The policy I have is as follows, please use this as a template.
- General
- Name -
Utility - Remove and re-create management account - Enabled -
True - Triggers
- Custom
recreateManagementAccount
- Custom
- Frequency -
Ongoing
- Name -
- Scripts
- Script -
DeleteManagmentAccount.sh- Script contents are as follows
#!/bin/bash sysadminctl -deleteUser MANAGEMENT_ACCOUNT_USERNAME -secure - Priority -
Before
- Script -
- Local Accounts
- Create New Account -
Selected - Username - You management account username
- Password & Verify Password - You management account password
- Home Directory Location -
/private/var/MANAGEMENT_ACCOUNT_USERNAME - Allows the user to administer computer -
Enabled
- Create New Account -
- Scope
- All Computers
Have not had to deal with this personally yet, but to accomplish this it would be a combination of both using the passwd binary to change the password on the MacOS side, but then also a diskutil apfs changePassphrase BOOTDISK -user UUID to get the FileVault side changed as well. Also you will need to update all your script parameters
I have noticed some issues where the second login trigger will fail to launch in a timely manner after the second login due to Jamf's -randomDelay parameter being called by another login trigger. Therefore the creation of a script that is called by outset under the login-every-privileged config that calls the login Jamf policy trigger and nuking any process waiting with a -randomDelay would be the way to remediate this. I might write this script if I notice this issue more prevalent in my own environment
No, It's a filler name. Put your own company names here
The FV2 authentication screen only respects the accounts that have a SecureToken enabled on them on that local machine. In Lab situations whether you are binding you machines to LDAP/AD or using something like NoLo/Jamf Connect the FV2 authentication screen happnens before those products even start. Therefore upon a reboot/cold boot a brand new user to that machine will have no method of logging in. Hence, why you don't want to use FV2 in Lab situations
This method of encrypting those parameters is the best I am going to be able to do.
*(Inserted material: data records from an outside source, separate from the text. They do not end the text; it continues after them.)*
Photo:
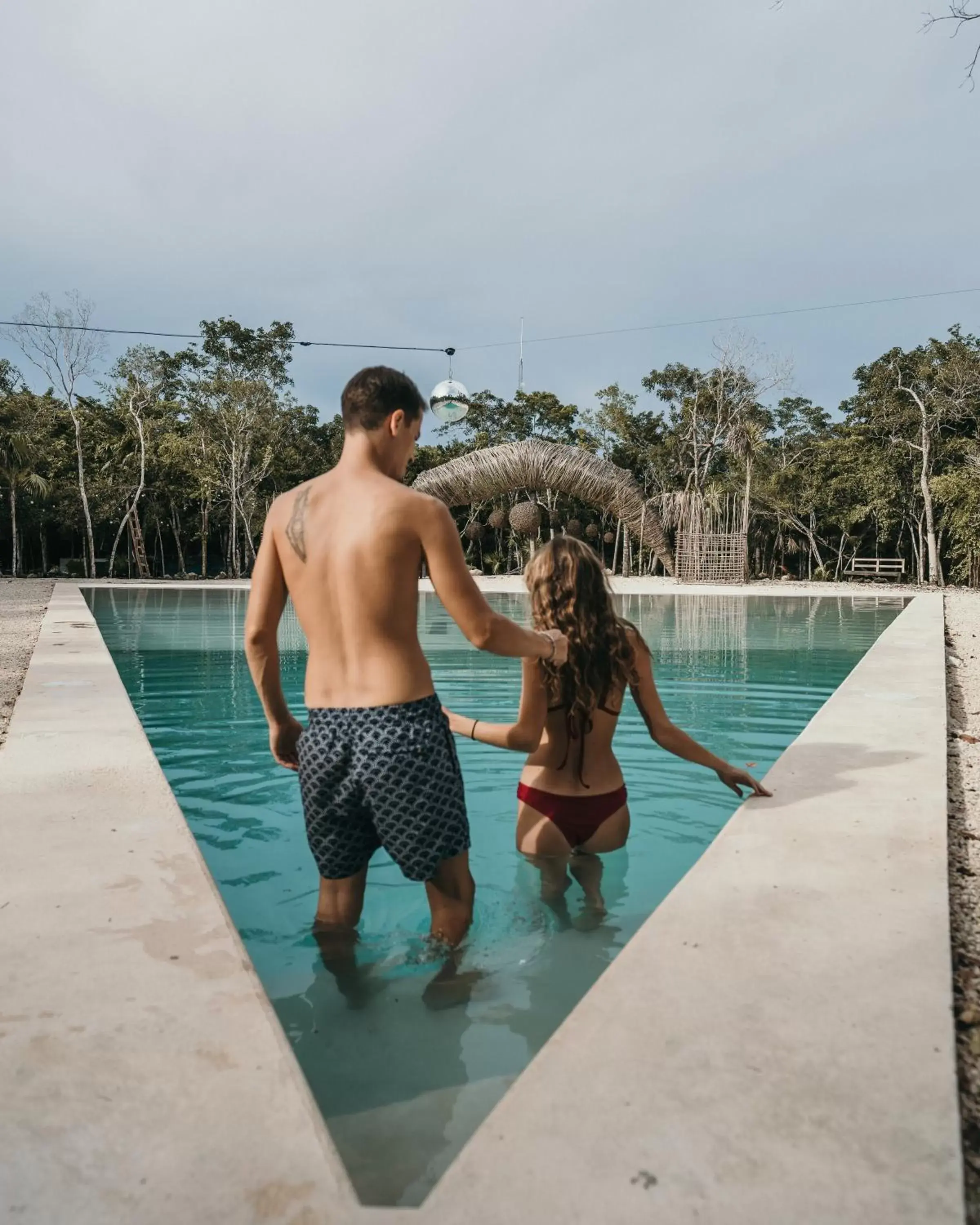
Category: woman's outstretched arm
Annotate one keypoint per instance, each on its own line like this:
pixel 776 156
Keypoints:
pixel 672 738
pixel 522 737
If that does not work for you, then this workflow might not be for you.
Check this out: https://travellingtechguy.eu/final-wrap-up-on-secure-tokens/
Also there is Apple's documentation: https://help.apple.com/deployment/macos/?lang=en#/apd8faa99948
So basically the Jamf implementation of enabling filevault using a policy with a disk encryption configuration appears to be defunct in the early versions of the MacOS Catalina betas. This causes Filevault to not enable silently along with other issues. I recommend you investigate and test your filevault enablement with the new MacOS versions. Currently (10.15b2) this script and workflow behaves as is intended.